In this tutorial, I will show you how to download the data from the ERP Core website and how to process that data using EEGlab ad ERPlab packages for MATLAB. The ERP Core website contains all the information about the experiment, link to the paper and link to the data.
About ERP Core website
The ERP CORE is an online resource with optimized paradigms, experiment control scripts, example data from 40 participants, data processing pipelines and analysis scripts, and a broad set of results for 7 different ERP components obtained from 6 different ERP paradigms:
- N170 (Face Perception Paradigm)
- MMN (Passive Auditory Oddball Paradigm)
- N2pc (Simple Visual Search Paradigm)
- N400 (Word Pair Judgement Paradigm)
- P3b (Active Visual Oddball Paradigm)
- LRP and ERN (Flankers Paradigm)
The experiment control scripts, data, and data analysis scripts can be downloaded here.
MATLAB, EEGlab and ERPlab
MATLAB which is the programming language that is widely used for analysing neuroimaging data. EEGlab and ERPlab are additional packages that require MATLAB to run. While MATLAB is a commercial software solution that require a license to use, both packages are available to download for free.
Downloading and viewing the data
On the ERP Core website you can find different components they analysed (see above), but for our demo, we will look at the MMN (mismatch negativity). So, we click on MMN All data and Scripts
and download it (download as zip). This is going to take a while because it’s a big file.
Let's have a look at these files in more detail to check what they are:
- First, have a look at the
README
document which contains all the information about what this folder contains, how to contact the researchers, and info about their analysis pipeline. - In the
MMN
folder there is an individual folder for each subject. Down there is a subfolder calledEEG_ERP_Processing
where you will find some useful scripts that you can use for data processing and analysis. - Have a look at one of them. With EEGlab and ERPlab (and some other software too) there are usually two ways of doing your processing and analysis. (1) You can do it entirely through custom code as they did it there or (2) you can use GUI to do that (i.e., click buttons) – which is what we are going to do now. These scripts represent the same steps as the ones we will cover in this titorial.

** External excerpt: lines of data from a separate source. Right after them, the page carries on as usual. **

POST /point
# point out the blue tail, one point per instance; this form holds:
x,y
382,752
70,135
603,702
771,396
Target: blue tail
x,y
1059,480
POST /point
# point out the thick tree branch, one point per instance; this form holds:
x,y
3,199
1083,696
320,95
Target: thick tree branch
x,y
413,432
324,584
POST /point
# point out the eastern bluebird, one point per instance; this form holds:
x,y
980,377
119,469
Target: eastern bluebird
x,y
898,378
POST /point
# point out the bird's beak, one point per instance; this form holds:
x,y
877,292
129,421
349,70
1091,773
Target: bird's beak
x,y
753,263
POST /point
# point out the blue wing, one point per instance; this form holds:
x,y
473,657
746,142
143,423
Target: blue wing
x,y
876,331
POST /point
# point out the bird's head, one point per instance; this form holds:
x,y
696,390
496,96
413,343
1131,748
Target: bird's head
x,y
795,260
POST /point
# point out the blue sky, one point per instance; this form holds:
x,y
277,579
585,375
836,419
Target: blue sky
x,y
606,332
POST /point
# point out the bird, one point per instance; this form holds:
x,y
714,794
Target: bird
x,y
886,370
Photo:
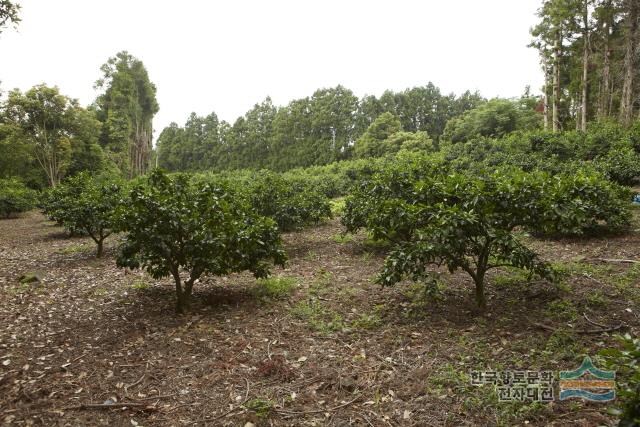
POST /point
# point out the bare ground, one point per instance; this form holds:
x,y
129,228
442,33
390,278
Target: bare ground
x,y
334,350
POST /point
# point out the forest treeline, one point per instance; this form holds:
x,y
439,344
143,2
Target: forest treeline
x,y
315,130
589,57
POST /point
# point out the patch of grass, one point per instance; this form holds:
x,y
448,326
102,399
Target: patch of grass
x,y
100,292
319,318
73,249
261,407
311,256
562,309
596,299
561,345
626,282
20,288
509,280
139,285
273,287
423,295
376,245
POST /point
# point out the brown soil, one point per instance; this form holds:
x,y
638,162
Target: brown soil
x,y
338,350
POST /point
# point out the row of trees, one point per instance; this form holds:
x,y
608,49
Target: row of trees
x,y
182,226
315,130
45,135
589,54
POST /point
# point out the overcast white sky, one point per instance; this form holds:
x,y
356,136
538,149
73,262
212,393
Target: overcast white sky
x,y
225,56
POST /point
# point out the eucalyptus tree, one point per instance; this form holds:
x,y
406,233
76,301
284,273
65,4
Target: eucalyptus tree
x,y
55,129
126,109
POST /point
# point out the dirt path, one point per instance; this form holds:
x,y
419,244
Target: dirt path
x,y
318,345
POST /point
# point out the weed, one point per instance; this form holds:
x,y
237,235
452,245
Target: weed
x,y
273,287
262,407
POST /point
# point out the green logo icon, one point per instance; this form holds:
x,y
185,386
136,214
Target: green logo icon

Once we downloaded and previewed our data, we can begin processing our data with EEGlab. First, we need to open MATLAB. Then, open EEGlab by typing eeglab
in the command window. Some warnings show up but you can ignore them for now.
Let’s have a look at the data. To do that, click on File > Load existing dataset
and for this demo let’s select Subject 1
from the MMN dataset – select file called 1_MMN.set
.
Once we loaded the dataset we can see some information about it:
- Number of channels – here 33. There are 30 active electrodes and 3 channels for recording ocular artefacts
- Sample rate – the number of samples taken per second of the EEG recording
To look at our data go to Plot > Channel data (scroll)
. Change some settings by going to Display > Remove DC offset
. Now you can see our raw EEG data with each channel plotted separately as a single row with channel name on the y-axis and time on x-axis.
1. Defining channel locations
First, we must define channel locations. This lets the EEGlab know which channels correspond to which locations on the scalp. This step is relevant because there are different electrode setups, so you always need to check that your dataset is annotated correctly.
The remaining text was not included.